Jsoup css selector code (xpath code included) - xpath

I am trying to parse below HTML using jsoup but not able to get the right syntax for it.
<div class="info"><strong>Line 1:</strong> some text 1<br>
<b>some text 2</b><br>
<strong>Line 3:</strong> some text 3<br>
</div>
I need to capture some text 1, some text 2 and some text 3 in three different variables.
I have the xpath for first line (which should be similar for line 3) but unable to work out the equivalent css selector.
//div[#class='info']/strong[1]/following::text()
On a separate I have few hundred html files and need to parse and extract data from them to store in a database. Is Jsoup best choice for this?

It really looks like Jsoup can't handle getting text out of an element with mixed content. Here is a solution that uses the XPath you formulated that uses XOM and TagSoup:
import java.io.IOException;
import nu.xom.Builder;
import nu.xom.Document;
import nu.xom.Nodes;
import nu.xom.ParsingException;
import nu.xom.ValidityException;
import nu.xom.XPathContext;
import org.ccil.cowan.tagsoup.Parser;
import org.xml.sax.SAXException;
public class HtmlTest {
public static void main(final String[] args) throws SAXException, ValidityException, ParsingException, IOException {
final String html = "<div class=\"info\"><strong>Line 1:</strong> some text 1<br><b>some text 2</b><br><strong>Line 3:</strong> some text 3<br></div>";
final Parser parser = new Parser();
final Builder builder = new Builder(parser);
final Document document = builder.build(html, null);
final nu.xom.Element root = document.getRootElement();
final Nodes textElements = root.query("//xhtml:div[#class='info']/xhtml:strong[1]/following::text()", new XPathContext("xhtml", root.getNamespaceURI()));
for (int textNumber = 0; textNumber < textElements.size(); ++textNumber) {
System.out.println(textElements.get(textNumber).toXML());
}
}
}
This outputs:
some text 1
some text 2
Line 3:
some text 3
Without knowing more specifics of what you're trying to do though, I'm not sure if this is exactly what you want.

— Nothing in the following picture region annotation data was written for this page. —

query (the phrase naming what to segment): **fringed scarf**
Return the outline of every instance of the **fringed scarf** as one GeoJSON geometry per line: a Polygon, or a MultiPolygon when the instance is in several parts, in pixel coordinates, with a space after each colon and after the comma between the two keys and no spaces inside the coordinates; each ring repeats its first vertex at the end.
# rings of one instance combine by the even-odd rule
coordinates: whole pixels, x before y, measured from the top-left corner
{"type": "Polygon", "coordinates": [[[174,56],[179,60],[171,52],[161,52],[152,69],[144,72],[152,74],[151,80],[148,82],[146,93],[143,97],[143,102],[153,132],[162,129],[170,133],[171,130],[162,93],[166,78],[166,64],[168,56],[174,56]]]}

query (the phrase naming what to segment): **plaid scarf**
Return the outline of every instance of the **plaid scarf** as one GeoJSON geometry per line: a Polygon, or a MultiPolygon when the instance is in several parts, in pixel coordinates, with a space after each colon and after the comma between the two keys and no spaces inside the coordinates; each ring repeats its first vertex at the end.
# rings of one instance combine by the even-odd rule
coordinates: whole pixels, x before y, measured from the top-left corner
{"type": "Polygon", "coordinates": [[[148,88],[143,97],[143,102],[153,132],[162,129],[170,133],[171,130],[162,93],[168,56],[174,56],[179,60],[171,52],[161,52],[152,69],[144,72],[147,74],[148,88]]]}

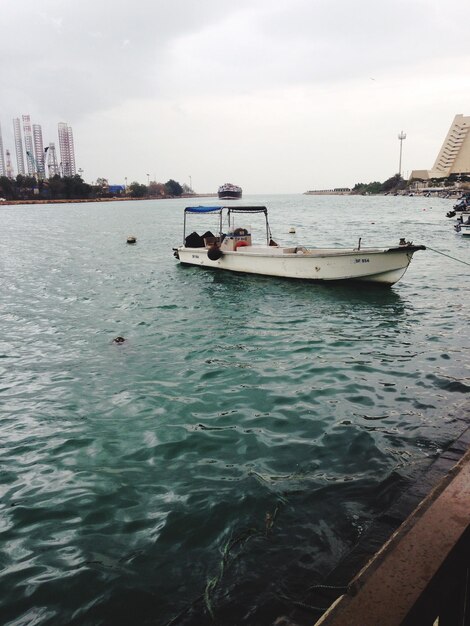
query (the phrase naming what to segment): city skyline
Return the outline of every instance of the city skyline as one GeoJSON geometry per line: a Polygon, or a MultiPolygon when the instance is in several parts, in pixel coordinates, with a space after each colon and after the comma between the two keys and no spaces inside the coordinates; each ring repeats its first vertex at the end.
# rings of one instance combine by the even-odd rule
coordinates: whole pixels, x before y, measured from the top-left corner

It is possible to get an object reference to individual TextNodes. I think maybe you over looked Jsoup's TextNode Object.
The text at the top level of an Element is an instance of a TextNode Object. For instance, " some text 1" and " some text 3" are both TextNode Objects under "< div class='info' >" and "Line 1:" is a TextNode Object under "< strong >"
Element Objects have a textNodes() method which will be of use for you to get a hold of these TextNode Objects.
Check the following code:
String html = "<html>" +
"<body>" +
"<div class="info">" +
"<strong>Line 1:</strong> some text 1<br>" +
"<b>some text 2</b><br>" +
"<strong>Line 3:</strong> some text 3<br>" +
"</div>" +
"</body>" +
"</html>";
Document document = JSoup.parse(html);
Element infoDiv = document.select("div.info").first();
List<TextNode> infoDivTextNodes = infoDiv.textNodes();
This code finds the first < div > Element who has an Attribute with key="class" and value="info". Then get a reference to all of the TextNode Objects directly under "< div class='info' >". That list looks like:
List<TextNode>[" some text 1", " some text 3"]
TextNode Objects have some sweet data and methods associated with them which you can utilize, and extends Node giving you even more functionality to utilize.
The following is an example of getting object references for each TextNode inside div's with class="info".
for(Iterator<Element> elementIt = document.select("div.info").iterator(); elementIt.hasNext();){
Element element = elementIt.next();
for (Iterator<TextNode> textIt = element.textNodes().iterator(); textIt.hasNext();) {
TextNode textNode = textIt.next();
//Do your magic with textNode now.
//You can even reference it's parent via the inherited Node Object's
//method .parent();
}
}
Using this nested iterator technique you can access all the text nodes of an object and with some clever logic you can just about do anything you want within Jsoup's structure.
I have implemented this logic for a spell checking method I have created in the past and it does have some performance hits on very large html documents with a high number of elements, perhaps a lot of lists or something. But if your files are reasonable in length, you should get sufficient performance.
The following is an example of getting object references for each TextNode of a Document.
Document document = Jsoup.parse(html);
for (Iterator<Element> elementIt = document.body().getAllElements().iterator(); elementIt.hasNext();) {
Element element = elementIt.next();
//Maybe some magic for each element..
for (Iterator<TextNode> textIt = element.textNodes().iterator(); textIt.hasNext();) {
TextNode textNode = textIt.next();
//Lots of magic here for each textNode..
}
}

Your problem I think is that of the text you're interested in, only one phrase is enclosed within any defining tags, "some text 2" which is enclosed by <b> </b> tags. So this is easily obtainable via:
String text2 = doc.select("div.info b").text();
which returns
some text 2
The other texts of interest can only be defined as text held within your <div class="info"> tag, and that's it. So the only way that I know of to get this is to get all the text held by this larger element:
String text1 = doc.select("div.info").text();
But unfortunately, this gets all the text held by this element:
Line 1: some text 1 some text 2 Line 3: some text 3
That's about the best I can do, and I'm hoping someone can find a better answer and will keep following this question.

Related

how to get value of a tag that has no class or id in html agility pack?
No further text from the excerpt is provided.